Tuesday, December 20, 2011

Proposed Changes to the Companionship and Live-In Worker Regulations

On December 15, 2011, President Obama and the Department of Labor issued a notice that it will soon publish a Notice of Proposed Rulemaking to the Companionship and Live-In Worker Regulations. The current regulation, created in 1974, is an exemption from minimum wage and overtime pay requirements for casual babysitters and companions for the aged and infirm. It also created an exemption only for live in domestic workers. The exemption has not been substantially changed since 1975.

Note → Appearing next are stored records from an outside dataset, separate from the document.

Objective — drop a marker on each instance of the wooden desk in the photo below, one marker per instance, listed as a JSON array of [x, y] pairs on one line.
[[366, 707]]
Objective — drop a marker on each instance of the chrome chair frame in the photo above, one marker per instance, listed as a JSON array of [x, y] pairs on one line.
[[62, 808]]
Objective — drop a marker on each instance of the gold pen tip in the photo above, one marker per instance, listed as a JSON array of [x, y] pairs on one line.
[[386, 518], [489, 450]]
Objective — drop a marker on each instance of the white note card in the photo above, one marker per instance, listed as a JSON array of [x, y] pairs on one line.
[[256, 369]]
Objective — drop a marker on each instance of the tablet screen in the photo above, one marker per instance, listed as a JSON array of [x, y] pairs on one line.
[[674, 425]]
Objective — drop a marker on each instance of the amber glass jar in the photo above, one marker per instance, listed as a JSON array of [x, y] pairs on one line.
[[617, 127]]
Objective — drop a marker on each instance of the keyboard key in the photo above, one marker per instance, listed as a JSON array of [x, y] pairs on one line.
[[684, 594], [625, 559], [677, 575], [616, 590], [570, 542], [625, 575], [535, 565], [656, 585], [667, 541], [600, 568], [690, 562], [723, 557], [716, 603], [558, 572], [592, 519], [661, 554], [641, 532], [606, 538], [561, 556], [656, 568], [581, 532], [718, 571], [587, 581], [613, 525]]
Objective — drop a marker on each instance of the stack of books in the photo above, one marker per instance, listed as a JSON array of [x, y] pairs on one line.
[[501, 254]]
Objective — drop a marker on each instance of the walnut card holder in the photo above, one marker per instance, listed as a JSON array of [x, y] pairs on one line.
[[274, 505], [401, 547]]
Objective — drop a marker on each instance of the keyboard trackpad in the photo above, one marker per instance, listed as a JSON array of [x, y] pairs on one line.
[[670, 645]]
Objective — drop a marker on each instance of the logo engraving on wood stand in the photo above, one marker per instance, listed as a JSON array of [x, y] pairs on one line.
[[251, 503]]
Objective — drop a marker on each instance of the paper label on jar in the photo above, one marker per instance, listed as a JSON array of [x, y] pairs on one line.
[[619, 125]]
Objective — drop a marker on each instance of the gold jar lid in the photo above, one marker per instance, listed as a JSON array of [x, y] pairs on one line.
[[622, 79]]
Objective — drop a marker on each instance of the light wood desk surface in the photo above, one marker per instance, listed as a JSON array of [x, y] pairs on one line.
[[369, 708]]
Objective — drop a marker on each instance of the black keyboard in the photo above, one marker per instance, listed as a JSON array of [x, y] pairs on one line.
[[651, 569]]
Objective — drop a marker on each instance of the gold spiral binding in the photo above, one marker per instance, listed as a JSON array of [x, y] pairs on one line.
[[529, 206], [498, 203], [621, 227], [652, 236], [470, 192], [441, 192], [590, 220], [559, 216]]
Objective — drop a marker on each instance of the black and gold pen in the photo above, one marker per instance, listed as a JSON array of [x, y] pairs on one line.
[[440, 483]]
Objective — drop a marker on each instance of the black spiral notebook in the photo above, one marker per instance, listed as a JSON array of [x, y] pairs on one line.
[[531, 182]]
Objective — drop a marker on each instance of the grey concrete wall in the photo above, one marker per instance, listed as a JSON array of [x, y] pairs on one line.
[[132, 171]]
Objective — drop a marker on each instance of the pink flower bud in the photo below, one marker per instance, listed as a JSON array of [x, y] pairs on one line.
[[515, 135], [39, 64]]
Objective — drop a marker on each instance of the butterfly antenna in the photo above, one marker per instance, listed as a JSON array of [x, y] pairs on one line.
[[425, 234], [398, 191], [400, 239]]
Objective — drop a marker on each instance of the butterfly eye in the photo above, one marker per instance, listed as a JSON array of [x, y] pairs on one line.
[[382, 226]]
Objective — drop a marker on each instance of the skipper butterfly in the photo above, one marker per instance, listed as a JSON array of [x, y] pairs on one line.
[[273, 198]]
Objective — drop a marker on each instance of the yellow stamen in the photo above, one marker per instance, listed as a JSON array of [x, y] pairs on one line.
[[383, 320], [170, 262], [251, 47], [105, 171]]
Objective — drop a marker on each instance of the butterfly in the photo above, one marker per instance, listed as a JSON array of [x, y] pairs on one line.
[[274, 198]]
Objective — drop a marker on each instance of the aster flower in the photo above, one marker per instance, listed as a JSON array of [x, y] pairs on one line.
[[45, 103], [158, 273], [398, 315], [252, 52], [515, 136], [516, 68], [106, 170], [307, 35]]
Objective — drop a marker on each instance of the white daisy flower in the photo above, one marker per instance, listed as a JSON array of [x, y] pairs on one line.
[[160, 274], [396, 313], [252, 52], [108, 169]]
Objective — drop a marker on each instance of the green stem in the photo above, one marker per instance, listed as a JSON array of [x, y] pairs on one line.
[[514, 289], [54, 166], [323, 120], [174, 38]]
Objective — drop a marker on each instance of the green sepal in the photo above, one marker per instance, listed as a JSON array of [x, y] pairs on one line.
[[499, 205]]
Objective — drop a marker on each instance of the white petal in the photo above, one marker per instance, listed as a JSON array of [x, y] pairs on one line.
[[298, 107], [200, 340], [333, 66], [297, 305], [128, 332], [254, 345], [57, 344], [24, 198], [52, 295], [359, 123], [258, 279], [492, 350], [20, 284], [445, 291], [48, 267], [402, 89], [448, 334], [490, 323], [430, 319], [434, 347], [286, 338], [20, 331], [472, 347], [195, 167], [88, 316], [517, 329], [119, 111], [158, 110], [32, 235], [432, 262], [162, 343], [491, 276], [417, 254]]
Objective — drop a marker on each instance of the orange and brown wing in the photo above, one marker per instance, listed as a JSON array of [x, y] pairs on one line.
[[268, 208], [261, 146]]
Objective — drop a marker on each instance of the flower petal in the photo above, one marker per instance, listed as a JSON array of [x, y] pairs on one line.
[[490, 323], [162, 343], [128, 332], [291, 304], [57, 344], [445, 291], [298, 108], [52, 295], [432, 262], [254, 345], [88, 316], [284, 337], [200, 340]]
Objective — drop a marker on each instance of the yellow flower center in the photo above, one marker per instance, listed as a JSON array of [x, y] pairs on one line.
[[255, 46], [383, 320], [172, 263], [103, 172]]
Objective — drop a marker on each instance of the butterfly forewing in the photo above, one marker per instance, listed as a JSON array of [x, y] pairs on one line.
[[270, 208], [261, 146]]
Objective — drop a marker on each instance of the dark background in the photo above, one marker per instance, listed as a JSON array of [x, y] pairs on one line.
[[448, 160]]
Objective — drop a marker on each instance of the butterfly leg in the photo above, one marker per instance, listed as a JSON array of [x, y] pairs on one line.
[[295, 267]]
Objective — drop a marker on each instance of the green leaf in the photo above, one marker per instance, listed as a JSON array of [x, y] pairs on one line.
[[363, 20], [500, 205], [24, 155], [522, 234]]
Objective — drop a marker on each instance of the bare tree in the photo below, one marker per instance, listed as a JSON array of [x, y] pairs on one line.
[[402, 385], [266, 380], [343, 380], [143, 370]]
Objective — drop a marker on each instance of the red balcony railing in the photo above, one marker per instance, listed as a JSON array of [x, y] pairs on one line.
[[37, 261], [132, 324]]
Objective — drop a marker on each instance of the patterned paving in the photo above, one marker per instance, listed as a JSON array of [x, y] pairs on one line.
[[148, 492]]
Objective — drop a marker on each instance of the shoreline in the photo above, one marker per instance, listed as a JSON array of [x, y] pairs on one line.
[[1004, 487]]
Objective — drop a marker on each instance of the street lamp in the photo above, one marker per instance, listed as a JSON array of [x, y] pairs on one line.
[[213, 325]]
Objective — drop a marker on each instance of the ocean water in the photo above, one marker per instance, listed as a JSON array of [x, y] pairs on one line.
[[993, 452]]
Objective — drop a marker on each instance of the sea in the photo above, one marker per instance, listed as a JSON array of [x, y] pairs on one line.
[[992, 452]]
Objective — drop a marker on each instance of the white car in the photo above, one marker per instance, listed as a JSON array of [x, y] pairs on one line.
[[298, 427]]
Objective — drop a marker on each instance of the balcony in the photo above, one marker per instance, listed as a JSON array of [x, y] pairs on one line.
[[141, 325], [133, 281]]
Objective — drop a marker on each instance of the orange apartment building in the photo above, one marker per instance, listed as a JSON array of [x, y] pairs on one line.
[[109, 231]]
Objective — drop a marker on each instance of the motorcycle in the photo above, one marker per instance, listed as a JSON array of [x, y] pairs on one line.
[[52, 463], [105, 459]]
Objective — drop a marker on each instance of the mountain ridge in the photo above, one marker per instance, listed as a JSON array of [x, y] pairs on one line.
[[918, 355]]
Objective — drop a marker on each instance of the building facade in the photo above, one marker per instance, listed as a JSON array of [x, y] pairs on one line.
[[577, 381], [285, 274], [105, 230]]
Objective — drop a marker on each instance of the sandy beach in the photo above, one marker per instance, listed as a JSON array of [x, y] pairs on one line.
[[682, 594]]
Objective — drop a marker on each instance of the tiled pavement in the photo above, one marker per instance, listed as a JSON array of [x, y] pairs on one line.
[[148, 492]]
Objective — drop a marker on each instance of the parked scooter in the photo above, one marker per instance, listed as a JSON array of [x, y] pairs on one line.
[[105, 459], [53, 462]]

Because the in-home healthcare industry has changed and grown significantly since 1975, President Obama is changing the exemption to provide extra protection for our country’s in-home healthcare workers. When the exemption was originally created, it was intended to be used for casual babysitters and neighbors performing elder sitting. Today, many in-home care workers are employed by staffing agencies and have many more responsibilities than keeping someone company. Workers employed by in-home staffing agencies were not what Congress originally intended to have exempted. President Obama now wants to provide protections under the FLSA for these professional caregivers.

On December 15, 2011, in President Obama’s Remarks on Minimum Wage and Overtime Protections for In-Home Care Workers, he stated “Today, we’re guaranteeing homecare workers minimum wage and overtime pay protection. And that’s thanks to the hard work of my Secretary of Labor, Hilda Solis. We are going to make sure that over a million men and women in one of the fastest-growing professions in the country don’t slip through the cracks. We’re going to make sure that companies who do right by their workers aren’t undercut by companies who don’t. We’re going to do what’s fair, and we’re going to do what’s right.”

The Department of Labor is not eliminating the exemption, but proposing significant changes on the limitations. The new regulations will define the tasks that may be performed by an exempt companion more clearly. The new definition of a companion’s duties is limited to fellowship and protection, with some allowance for certain personal care services, as long as the service is incidental (does not exceed 20% of the hours worked that week) and performed along with the protection and fellowship. Companionship and fellowship include activities such as playing cards, watching television, visiting with friends, taking walks, and engaging in hobbies. The incidental personal care services include activities such as dressing, grooming, toileting, driving to appointments, feeding, laundry, and bathing. Companion’s duties would no longer include general household work; as evidenced by Congress’s protections for housekeeping employees, it wants these types of employees to be protected by the FLSA.

The proposed exemption will now only apply to companions employed only by the family or the household; it will not apply to third parties such as in home staffing agencies. The proposed change will still allow the household employing the worker to claim the exemption even if it is a joint employer with an agency. However, the agency can no longer claim the exemption when it is a joint employer with the household.

The proposed exemption will make the record-keeping requirements for live-in domestic workers the same as for other employers under the FLSA.